Words by JULIETA LOCANE
Celebrating the role of women in the essentially male-dominated realm of filmmaking, the premiere of Bends, which was featured as part of the World of Women Film Festival program, at first seemed like an empowering, motivating event. Yet, braced for an epic foreign film powered by estrogen, this sense of euphoria slowly dwindled away as the film unfolded.
Directed by Flora Lau, Bends sees the development of two parallel narratives. On one hand we have the story of a wealthy Hong Kong housewife (Carina Lau) whose husband disappears, taking with him her sense of financial stability. On the other, we
have the narrative of her driver, Fai (Chen Kun), who, with a wife pregnant with their second child, desperately tries to evade the hardships that come with China’s One Child Policy. Distant as they may seem, these two narratives are seamlessly
intertwined by the shared presentation of the woman as an embodiment of fragility and total dependence on the male figure.

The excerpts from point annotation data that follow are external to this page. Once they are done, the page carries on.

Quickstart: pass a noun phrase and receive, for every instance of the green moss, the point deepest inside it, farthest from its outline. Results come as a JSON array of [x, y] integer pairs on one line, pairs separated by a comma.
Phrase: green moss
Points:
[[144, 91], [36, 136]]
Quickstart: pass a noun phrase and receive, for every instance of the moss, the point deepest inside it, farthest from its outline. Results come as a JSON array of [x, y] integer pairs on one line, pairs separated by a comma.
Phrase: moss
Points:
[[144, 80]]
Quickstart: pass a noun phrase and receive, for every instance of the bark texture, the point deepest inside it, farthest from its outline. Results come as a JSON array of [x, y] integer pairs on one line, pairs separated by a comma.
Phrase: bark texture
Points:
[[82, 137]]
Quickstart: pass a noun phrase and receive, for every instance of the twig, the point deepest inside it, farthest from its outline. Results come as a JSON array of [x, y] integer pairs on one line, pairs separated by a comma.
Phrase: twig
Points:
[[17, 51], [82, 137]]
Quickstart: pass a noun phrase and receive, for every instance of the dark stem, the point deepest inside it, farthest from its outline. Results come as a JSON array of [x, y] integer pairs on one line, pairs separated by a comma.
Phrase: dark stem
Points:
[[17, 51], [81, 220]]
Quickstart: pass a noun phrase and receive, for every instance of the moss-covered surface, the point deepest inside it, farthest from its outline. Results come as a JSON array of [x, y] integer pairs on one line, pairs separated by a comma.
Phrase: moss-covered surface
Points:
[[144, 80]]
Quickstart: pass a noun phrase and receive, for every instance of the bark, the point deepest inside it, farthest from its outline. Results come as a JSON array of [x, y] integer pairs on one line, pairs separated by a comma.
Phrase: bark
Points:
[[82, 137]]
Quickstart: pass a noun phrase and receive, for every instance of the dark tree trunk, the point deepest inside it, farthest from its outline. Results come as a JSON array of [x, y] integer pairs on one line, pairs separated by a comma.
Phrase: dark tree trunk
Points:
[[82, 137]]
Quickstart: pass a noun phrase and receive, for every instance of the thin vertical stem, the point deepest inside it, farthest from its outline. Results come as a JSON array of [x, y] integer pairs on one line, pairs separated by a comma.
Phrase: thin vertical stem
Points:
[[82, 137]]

However, while the themes dealt with offer potential for further exploration, the film develops through a rather monotonous structure with minimal tempo alterations, which often fails to sustain collective viewer engagement. Although the film loses points in the narrative department, it sure as hell wins them back in its cinematographic efforts. The film is beautiful, as illustrated by a combination of low-lit extended still shots and hand-held camera coverage, which both accompanies and balances the tone of the film.
In this sense then, Bends is a little bit like a So Fresh CD; you have your average Joe tracks that no-one likes (sorry, Lee Harding, I don’t want no Wasabi thanks), but you also have the heaps groovy tunes which, although rarely found, make the CD
somewhat pleasant (Casey Donovan, wadduppp?).